Merseburg/LKS. In einer offiziellen Feierstunde wurde heute der nördliche Seebereich des Geiseltalsees für den Wassersport und Tourismus freigegeben. Dafür durchschnitt Landrat Hartmut Handschak gemeinsam mit Elke Kreische-König, Sanierungsbereichsleiterin Mitteldeutschland bei der LMBV Lausitzer und Mitteldeutsche, Bergbau- und Verwaltungsgesellschaft mbH sowie den Anrainerbürgermeistern Andreas Marggraf, Bürgermeister Mücheln; Steffen Schmitz, Bürgermeister Braunsbedra und Christian Runkel, Bürgermeister Bad Lauchstädt symbolisch ein Band.

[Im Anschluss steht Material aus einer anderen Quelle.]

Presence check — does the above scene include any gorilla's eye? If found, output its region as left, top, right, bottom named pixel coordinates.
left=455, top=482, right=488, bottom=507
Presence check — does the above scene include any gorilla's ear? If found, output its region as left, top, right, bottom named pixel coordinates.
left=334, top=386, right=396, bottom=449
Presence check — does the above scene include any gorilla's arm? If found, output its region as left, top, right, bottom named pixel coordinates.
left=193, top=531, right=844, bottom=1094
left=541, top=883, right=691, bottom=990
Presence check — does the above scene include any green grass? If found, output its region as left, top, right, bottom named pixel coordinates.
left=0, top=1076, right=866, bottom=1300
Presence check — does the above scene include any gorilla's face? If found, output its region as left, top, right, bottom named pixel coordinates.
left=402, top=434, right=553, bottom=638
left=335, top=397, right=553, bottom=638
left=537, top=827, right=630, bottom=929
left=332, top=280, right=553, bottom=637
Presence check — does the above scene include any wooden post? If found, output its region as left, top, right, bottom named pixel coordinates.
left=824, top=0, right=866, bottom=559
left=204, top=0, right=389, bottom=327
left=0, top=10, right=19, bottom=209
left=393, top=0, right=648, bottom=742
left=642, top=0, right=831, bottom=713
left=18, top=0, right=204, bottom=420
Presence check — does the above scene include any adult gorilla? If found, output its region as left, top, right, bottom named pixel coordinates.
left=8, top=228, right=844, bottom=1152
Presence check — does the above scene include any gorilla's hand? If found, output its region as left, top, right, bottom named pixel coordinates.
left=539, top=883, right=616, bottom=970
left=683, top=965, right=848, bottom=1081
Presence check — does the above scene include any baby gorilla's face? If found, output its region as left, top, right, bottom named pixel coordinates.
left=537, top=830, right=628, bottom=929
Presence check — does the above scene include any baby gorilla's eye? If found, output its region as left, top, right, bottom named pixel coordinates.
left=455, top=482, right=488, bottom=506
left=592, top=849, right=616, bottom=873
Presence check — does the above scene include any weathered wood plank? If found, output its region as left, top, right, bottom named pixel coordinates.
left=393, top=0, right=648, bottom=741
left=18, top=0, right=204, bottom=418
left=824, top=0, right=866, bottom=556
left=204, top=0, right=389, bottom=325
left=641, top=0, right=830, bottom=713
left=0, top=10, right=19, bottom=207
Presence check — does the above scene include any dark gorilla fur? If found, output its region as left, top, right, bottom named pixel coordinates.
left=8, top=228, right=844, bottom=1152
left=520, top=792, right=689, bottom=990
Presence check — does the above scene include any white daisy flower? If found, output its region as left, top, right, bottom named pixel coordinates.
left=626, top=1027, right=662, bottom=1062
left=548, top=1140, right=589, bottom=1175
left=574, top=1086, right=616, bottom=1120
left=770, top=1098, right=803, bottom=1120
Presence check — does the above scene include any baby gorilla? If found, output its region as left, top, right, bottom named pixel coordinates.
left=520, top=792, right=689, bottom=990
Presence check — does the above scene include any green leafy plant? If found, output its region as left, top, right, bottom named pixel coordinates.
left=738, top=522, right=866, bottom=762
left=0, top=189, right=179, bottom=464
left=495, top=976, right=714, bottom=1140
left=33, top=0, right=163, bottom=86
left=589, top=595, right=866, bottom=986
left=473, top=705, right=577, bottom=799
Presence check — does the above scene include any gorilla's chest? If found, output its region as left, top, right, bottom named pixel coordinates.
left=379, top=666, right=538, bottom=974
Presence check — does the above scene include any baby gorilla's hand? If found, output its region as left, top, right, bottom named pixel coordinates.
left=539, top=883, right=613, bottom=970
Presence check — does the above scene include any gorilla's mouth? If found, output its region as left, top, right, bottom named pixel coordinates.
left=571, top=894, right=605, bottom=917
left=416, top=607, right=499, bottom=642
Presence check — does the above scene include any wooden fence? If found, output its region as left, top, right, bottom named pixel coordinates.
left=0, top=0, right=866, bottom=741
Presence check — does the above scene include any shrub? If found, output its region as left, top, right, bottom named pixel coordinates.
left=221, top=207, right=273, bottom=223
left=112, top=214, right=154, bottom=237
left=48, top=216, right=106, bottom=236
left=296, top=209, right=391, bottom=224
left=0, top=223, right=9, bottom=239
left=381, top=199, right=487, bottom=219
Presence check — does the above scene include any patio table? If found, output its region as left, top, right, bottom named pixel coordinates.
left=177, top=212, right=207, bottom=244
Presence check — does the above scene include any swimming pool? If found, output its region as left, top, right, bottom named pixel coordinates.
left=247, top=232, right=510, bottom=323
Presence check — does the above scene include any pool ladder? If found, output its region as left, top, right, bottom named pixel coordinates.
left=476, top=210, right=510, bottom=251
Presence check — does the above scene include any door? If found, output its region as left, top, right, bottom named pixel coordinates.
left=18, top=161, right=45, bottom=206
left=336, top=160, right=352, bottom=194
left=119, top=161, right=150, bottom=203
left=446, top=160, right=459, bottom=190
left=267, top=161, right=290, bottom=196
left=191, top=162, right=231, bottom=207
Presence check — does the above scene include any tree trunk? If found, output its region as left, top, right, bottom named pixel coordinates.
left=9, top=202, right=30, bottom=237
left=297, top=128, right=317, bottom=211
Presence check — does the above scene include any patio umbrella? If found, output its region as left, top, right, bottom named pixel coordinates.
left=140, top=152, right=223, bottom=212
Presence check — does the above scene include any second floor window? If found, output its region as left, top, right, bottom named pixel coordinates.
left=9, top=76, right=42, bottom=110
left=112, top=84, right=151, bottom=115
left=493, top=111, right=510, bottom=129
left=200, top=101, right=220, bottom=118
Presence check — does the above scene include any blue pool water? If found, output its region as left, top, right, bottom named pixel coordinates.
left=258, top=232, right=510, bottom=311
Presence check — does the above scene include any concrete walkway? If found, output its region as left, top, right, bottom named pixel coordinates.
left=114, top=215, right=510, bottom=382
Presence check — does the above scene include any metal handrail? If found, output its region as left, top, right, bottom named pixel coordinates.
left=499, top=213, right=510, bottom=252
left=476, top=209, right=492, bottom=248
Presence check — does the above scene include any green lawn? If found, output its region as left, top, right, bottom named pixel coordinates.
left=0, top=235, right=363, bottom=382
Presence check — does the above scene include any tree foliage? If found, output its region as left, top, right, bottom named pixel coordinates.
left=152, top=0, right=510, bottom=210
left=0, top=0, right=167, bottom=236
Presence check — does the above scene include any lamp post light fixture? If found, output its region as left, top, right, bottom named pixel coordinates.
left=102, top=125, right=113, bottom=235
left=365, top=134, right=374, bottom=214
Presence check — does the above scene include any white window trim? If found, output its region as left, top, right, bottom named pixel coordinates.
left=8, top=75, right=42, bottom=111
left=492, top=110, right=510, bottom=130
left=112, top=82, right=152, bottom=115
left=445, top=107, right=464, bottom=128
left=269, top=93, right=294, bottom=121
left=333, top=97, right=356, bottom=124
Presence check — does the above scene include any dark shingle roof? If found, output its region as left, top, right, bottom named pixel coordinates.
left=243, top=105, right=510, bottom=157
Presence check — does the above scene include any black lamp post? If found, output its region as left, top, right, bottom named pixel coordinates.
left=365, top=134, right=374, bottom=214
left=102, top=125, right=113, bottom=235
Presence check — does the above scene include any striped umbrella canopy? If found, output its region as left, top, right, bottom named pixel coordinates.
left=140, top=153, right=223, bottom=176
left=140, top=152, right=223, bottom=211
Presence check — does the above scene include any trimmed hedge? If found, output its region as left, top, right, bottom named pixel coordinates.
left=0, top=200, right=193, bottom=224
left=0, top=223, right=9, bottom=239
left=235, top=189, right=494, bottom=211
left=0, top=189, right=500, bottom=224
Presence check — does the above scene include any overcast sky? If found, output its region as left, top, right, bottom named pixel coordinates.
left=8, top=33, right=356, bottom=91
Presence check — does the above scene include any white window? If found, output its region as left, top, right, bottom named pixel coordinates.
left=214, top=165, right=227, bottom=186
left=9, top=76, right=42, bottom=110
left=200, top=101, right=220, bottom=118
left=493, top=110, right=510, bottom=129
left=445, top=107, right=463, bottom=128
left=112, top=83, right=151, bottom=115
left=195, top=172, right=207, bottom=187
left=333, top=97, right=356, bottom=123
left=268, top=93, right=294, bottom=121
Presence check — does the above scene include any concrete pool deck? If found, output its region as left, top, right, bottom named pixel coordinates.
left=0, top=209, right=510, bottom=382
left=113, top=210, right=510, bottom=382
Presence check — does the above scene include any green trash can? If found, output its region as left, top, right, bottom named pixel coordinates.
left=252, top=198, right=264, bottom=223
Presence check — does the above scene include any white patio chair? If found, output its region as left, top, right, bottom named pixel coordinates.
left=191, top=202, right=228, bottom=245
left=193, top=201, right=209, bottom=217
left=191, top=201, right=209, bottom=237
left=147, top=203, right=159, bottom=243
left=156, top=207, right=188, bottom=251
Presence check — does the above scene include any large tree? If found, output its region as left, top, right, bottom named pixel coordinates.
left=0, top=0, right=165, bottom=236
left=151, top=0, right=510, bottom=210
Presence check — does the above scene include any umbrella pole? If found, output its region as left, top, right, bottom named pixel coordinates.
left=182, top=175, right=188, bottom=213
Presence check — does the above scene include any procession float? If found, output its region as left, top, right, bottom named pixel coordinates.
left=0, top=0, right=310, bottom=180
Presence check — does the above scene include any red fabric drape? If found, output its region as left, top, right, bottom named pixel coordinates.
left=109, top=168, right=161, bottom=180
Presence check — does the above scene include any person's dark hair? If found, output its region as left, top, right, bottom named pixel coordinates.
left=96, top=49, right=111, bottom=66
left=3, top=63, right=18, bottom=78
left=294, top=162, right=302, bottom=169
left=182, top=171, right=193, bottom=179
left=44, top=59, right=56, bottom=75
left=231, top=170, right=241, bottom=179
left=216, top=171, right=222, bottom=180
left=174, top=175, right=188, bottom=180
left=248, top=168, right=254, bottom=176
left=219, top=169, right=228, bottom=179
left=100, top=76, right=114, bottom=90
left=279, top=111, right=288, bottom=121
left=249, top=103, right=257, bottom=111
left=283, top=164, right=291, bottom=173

Über 300 Jahre fand auf dem Areal des heutigen Geiseltalsees Bergbau statt. Am 30. Juni 1993 wurde dieser eingestellt. Das ehemalige Bergbaugebiet wurde renaturiert und zwischen 2003 bis 2011 geflutet. Die erste Teilfreigabe fand 2012 an der Marina Mücheln statt. 2014 erfolgte die Freigabe der Wassernutzung bis nach Frankleben. Für den zweiten Hafen an der Marina Braunsbedra wurde die Freigabe 2017 erteilt. Das seit 2019 laufende Verfahren zur Freigabe des Nordteils ist somit abgeschlossen, vorab erfolgten intensive Abstimmungen mit den Anrainerkommunen, der Naturschutzbehörde und der Lausitzer und Mitteldeutsche Bergbau- und Verwaltungsgesellschaft mbH (LMBV).
In der neu geltenden Allgemeinverfügung zur weiteren Teilfreigabe wurde nicht nur die Wassernutzung für den nördlichen Bereich des Sees erteilt, sondern auch Kite-Surfen als Wassersportart erlaubt. Des Weiteren wird die bisher geltende PS-Beschränkung unter Beibehaltung der maximal zulässigen Geschwindigkeit aufgehoben.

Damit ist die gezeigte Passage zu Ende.